I keep looking for ways to commute 30 miles one way, generally at highway speeds, and save both money and CO2. The best I’ve found is to set the speed control at 55mph and flip off the people I anger.

This is mostly a fabrication. The people they showed the interview of on the movie loved the car. Mostly dudes who did not need that car for their only means of transport. And, I’ll bet they also had footage of dudes who said “that car was crap” but they didn’t show that.

I drove an Evo (two test drives, was “on the list”). Gutless wonder that had an almost useless range (60 miles) and could only be charged at a few very rare special recharging sites. Not just running an extension cord out from the garage. Sure, the 60 mile range (that’s 30 miles out and back or to be sure you did get back call it 25 miles out and back) did barely cover the average trip of around 29 miles, but remember- an average has both high and low points. So, the Evo could do many things, but it just plain could not do even a moderately long trip. And it took 8 hours for a recharge.

From Wiki:
The Gen 1 cars got 55 to 75 miles (90 to 120 km) per charge with the Delco-manufactured lead-acid batteries, 75 to 100 miles (120-to-160 km) with the Gen 2 Panasonic lead-acid batteries, and 75 to 150 miles (120 to 240 km) per charge with Gen 2 Ovonic nickel-metal hydride batteries. Recharging took as much as eight hours for a full charge (although one could get an 80% charge in two to three hours).

Now, if you are a celebrity and you have an Evo and a Landrover* and* a Ferrari, sure that Evo is just fine for tooling down to Rodeo Dr for a shopping trip- because you have the Landrover for a longer trip.
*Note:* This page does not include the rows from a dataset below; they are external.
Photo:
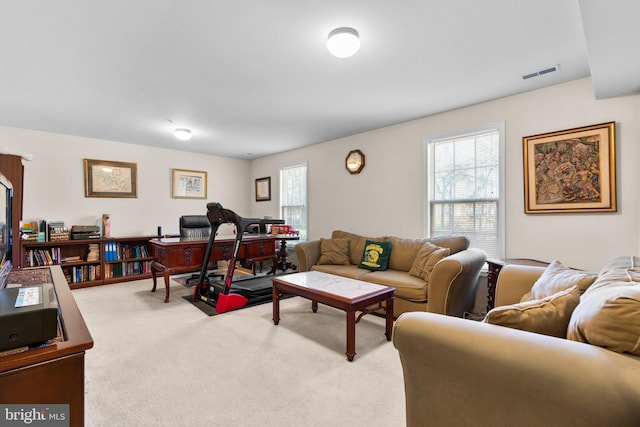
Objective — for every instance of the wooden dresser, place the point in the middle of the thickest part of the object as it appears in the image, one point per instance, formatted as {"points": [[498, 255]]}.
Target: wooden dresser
{"points": [[53, 374]]}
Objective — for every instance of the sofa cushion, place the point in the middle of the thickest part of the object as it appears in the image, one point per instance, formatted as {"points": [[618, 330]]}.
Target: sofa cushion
{"points": [[375, 255], [454, 243], [351, 271], [334, 251], [547, 316], [407, 287], [426, 258], [404, 252], [609, 316], [555, 278], [356, 244]]}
The Evo *deserved *to be killed. The Market killed the Evo, not GM. Now it did give GM some good experience, so they should have been out there with the Prius amoung the first , while instead they have nothing in that league even today (However, on the Prius and Civic Hybrid is in that league so few others are jumping on the super gas saver bandwagon).

That being said, if your home had solar panels on it’s roof and you had one of these (very nice for a 2nd or 3rd car, I admit I am tempted) you would- in essense- have a solar-electric car. Super-green!

David thank you for the calculations and research.

DrDeth How about this goofy looking thing?

Unless some of the major stockholders in the auto companies are also major stockholders in the oil companies, which is very likely.

Cool! If we all drove them they wouldn’t look goofy…or at least AS goofy!

I like the look of this though: Electric Cars, Solar & Clean Energy | Tesla
DrDeth: 200 miles a charge would be ok for most i’d imagine.

gazpacho: The electic scooter is really taking off in Italy.

Public Animal No. 9: I agree. Its our choices that drive the industry, not the other way around…most of the time.